The most exciting thing about new technologies in industry is that machines can communicate with one another as well as with humans, workpieces, and so forth. This provides opportunities for machine learning, for increased flexibility and speed, and for many new capabilities we haven’t even dreamed of yet.
The most frightening thing about new technologies in industry is that machines can communicate with one another as well as with humans, workpieces, and so forth. This provides opportunities for hacking, cybercrime, and sabotage we haven’t even dreamed of yet.
Worry about security is one of the biggest obstacles to moving forward with Industy 4.0. The idea of adding machines and therefore people outside the plant to the security equation is a major concern for many decision makers.
As is so often the case, there’s a human element that often gets left out of these discussions. The most common threat to security is not the criminal mastermind who manages to hack into the system. It’s the guy who leaves his computer on and logged in when he leaves for lunch. Oh, and leaves his office door open, and the papers he was working with out on the desk.
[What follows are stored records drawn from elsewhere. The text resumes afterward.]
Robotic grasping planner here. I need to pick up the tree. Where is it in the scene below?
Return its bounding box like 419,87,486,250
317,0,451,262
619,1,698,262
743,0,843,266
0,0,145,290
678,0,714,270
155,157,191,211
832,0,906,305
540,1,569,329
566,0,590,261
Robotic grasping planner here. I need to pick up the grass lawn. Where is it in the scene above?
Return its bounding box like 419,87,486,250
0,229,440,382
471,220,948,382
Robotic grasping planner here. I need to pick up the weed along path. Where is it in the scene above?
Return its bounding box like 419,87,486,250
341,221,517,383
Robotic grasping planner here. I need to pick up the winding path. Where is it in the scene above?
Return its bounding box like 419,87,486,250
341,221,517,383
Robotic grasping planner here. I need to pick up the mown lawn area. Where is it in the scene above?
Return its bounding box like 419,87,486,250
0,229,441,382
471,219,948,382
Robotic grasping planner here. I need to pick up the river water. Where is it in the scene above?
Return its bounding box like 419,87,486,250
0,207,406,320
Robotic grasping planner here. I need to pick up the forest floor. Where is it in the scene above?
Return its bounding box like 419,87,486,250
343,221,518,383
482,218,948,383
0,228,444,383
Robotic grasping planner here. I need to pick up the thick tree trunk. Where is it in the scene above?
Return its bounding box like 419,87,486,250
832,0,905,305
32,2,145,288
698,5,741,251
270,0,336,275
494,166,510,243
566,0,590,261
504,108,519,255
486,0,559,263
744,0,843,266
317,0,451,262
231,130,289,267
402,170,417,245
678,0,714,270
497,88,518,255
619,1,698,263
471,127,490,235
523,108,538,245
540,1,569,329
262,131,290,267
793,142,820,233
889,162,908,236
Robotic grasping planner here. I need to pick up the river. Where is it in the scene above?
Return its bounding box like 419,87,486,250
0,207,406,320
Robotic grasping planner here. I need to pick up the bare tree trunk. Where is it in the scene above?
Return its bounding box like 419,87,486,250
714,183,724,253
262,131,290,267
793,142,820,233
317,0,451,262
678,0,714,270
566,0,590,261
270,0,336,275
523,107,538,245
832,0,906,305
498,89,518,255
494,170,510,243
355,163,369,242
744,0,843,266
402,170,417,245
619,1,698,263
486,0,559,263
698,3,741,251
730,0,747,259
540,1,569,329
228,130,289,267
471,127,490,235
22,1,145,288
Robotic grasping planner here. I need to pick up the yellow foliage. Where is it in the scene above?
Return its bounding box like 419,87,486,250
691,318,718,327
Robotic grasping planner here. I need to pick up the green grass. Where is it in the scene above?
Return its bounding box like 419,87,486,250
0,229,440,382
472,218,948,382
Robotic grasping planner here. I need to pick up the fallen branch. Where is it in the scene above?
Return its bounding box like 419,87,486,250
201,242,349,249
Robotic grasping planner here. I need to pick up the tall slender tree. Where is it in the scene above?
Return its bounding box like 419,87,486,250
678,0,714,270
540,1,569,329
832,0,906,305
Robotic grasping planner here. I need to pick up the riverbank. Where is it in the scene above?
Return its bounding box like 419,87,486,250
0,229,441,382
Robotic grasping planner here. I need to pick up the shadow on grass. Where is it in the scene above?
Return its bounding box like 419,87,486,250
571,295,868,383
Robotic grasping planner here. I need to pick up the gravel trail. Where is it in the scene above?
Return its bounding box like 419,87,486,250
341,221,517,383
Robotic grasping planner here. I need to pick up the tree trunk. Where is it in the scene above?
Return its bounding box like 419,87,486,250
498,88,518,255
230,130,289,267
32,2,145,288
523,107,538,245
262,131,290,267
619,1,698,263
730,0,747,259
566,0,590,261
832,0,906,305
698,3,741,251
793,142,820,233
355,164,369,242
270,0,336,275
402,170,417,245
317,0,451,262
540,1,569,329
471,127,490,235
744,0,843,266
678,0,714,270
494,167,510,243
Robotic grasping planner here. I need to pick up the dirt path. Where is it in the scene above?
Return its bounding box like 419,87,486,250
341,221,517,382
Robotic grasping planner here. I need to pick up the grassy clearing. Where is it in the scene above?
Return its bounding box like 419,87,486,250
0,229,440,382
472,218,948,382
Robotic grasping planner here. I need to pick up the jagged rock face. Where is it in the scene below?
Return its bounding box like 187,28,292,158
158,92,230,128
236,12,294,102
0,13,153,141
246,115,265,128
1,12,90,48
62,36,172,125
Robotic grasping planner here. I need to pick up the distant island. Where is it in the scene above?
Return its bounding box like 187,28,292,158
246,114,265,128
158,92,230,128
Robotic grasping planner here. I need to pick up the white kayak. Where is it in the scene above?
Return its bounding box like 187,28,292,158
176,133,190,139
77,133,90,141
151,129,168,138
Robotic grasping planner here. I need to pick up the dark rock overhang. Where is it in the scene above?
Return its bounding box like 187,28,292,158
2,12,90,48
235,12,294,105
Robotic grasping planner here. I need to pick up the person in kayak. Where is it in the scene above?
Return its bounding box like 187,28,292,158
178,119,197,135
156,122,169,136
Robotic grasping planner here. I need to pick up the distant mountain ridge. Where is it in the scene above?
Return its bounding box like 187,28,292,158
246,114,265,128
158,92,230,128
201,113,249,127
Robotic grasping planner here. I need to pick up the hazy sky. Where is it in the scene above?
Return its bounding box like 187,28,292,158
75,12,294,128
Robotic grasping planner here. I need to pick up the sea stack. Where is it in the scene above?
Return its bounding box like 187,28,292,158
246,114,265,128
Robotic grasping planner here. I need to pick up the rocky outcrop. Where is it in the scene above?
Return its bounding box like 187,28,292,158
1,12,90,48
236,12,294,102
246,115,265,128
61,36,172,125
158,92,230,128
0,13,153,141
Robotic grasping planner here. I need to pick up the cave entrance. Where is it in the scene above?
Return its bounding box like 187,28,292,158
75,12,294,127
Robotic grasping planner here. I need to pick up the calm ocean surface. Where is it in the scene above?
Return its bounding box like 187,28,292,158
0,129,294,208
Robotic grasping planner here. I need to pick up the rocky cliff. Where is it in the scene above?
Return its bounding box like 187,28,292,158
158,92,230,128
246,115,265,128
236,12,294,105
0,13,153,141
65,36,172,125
That’s the usual source of data breaches.
Packaging World magazine did a survey recently which illustrates this point perfectly. In the survey, they discovered that 51% — just over half — of the companies they surveyed had a policy specifying who is allowed to add new devices to a network.
That was the good news. Only 26% have recovery plans in place. Only 19% have a tech plan that addresses cybersecurity at all. Only 14% have analyzed their systems to figure out where data is located. Only 9% follow ISA99 cybersecurity standards.
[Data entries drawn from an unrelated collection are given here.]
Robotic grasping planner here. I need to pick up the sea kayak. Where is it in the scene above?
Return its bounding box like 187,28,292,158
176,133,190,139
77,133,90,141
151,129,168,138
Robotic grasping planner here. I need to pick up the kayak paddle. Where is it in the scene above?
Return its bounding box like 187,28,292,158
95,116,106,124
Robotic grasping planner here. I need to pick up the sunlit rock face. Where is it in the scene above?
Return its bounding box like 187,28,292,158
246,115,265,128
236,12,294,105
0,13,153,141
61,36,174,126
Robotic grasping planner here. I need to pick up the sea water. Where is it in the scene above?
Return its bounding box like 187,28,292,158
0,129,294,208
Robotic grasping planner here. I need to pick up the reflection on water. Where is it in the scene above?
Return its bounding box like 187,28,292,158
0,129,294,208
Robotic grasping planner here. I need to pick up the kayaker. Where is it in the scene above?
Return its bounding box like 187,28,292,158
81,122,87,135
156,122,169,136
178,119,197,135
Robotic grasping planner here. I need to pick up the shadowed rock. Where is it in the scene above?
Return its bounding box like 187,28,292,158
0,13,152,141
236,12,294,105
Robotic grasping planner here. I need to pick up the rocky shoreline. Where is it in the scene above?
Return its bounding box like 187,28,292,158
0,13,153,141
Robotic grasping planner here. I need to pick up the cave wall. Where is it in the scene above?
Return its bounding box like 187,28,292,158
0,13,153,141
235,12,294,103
And yet the same survey found that 71% of OEMs responding would provide remote service for their machinery if they had access. 39% would offer software updates. 32% would provide predictive maintenance services. 29% would monitor and report on their machinery.
These are familiar services for computer owners. They would probably be highly beneficial for the end users involved in the survey. But these services are not available to end users, the OEMs said, because they are not allowed access.
The lack of cybersecurity action beyond refusing access is startling. But the problem is not that the end users are insecure if they allow access. Instead, it’s that they won’t allow access because they’re insecure.
How’s your cybersecurity?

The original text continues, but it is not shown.